After coordinating a campaign that defeated an oil well development in Dorset and setting-up a national anti-fracking campaign that helped rally politicians to support the fracking moratorium, I decided it was time to professionalise my environmental work – I am now the Sustainability and Carbon Manager for a group of hospitals called University Hospitals Dorset.
I have always had a deep sense of respect and awe for the nature. Though my path to being a sustainability professional has followed a pinball motion of various different jobs, I can now see some method in the madness (destiny?).
In my early 20’s I moved to Brazil with no money, no job, no visa and no comprehension of Portuguese; yes, there was a girl involved! A few months later we had separated but I was determined to stay. As a result, I know what it is to be poor, to be alone and afraid. I was an illegal immigrant for some time and effectively illiterate. This was my “walkabout” period. I had a sheltered and nice middle class start to life through to university so I probably needed some knocks. I certainly grew a lot in Brazil and saw many things that will stay with me forever. The deep injustices of poverty and the devastating loss of pristine habitats to development and farming.

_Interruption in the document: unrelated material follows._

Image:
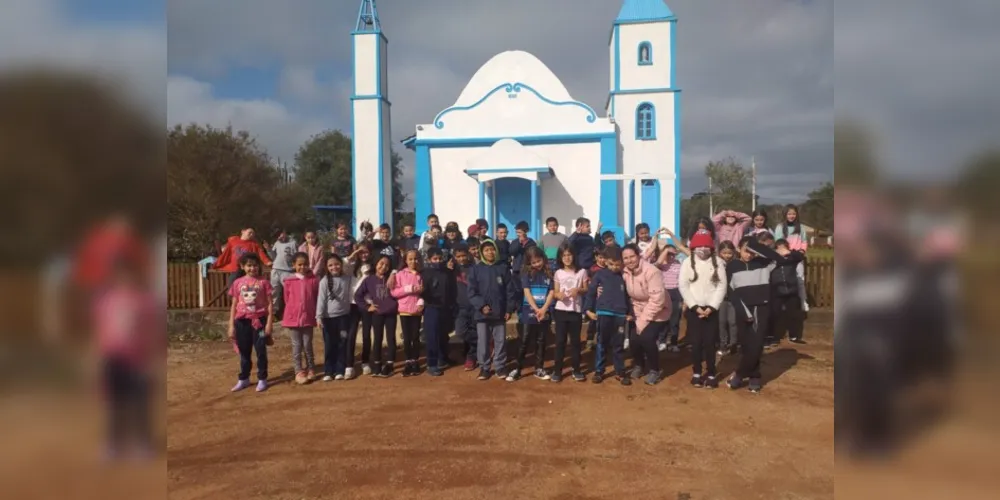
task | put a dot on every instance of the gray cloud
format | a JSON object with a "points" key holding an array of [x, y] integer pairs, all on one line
{"points": [[757, 76]]}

Hitting rock bottom was a great motivator and before I left Brazil, 5 years later, I was running a company helping multinationals with business process re-engineering and IT implementations. I took these skills and worked in the Republic of Ireland for 4 years plus a year between France and Hungary. I have worked along-side and advised Pifzer, Cadburies, Warner Lambert, Paper Mills, Meat Processing Co.s, Electronics Manufacturers and various government departments.

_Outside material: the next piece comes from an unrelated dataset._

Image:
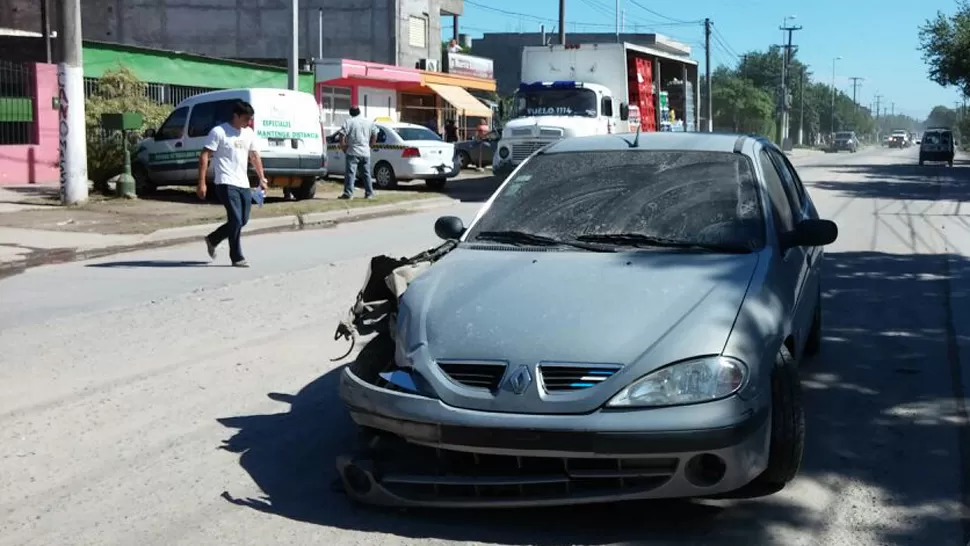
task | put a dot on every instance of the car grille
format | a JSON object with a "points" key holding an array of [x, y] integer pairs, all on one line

By my mid-thirties I decided it was time to settle and have a family. I knew this was unlikely with my lifestyle so I bought a house in Bournemouth, moved in and resolved that whatever work I did would not involve any travel.

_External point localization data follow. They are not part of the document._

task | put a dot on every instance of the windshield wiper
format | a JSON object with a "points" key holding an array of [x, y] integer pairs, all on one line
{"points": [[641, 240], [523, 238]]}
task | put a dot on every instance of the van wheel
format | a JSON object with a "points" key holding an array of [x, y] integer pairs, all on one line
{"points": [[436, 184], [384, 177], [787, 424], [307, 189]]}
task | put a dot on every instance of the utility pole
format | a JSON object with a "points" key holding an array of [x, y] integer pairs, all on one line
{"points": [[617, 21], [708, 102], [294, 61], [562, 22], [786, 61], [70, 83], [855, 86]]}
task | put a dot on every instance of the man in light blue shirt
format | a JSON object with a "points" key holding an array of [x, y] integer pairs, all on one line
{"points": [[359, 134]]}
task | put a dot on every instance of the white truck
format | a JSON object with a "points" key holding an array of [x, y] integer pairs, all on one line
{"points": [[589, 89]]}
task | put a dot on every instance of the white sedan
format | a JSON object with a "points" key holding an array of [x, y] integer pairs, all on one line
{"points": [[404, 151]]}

I set-up a small home-based photography studio. I met my partner within months of moving to the house and our son arrived the following year. Everything fell into place – uncanny! This gave me flexibility to start environmental campaigning and I coordinated a campaign that defeated an oil well development in Dorset (that had already been given planning permission). I also set-up a national anti-fracking campaign that helped rally politicians to support the fracking moratorium we currently enjoy.
The campaigning gradually absorbed all my time leaving little room to earn an income and I decided it was time to professionalise my environmental work. At 45 I started the MSc Green Economy course in Bournemouth University and before even finishing, I was offered a job with Poole Hospital as their Sustainability and Energy Manager (see how things keep landing at my feet?).
Three years and one merger later, I am now the Sustainability and Carbon Manager for a group of hospitals called University Hospitals Dorset.
I pull on all my previous roles to help me in this job. The NHS has woken up to sustainability in a big way and it feels like the right place to be at the right time (again).
I’m not quite sure where the ASP journey will take me, but something tells me it will all make sense looking back.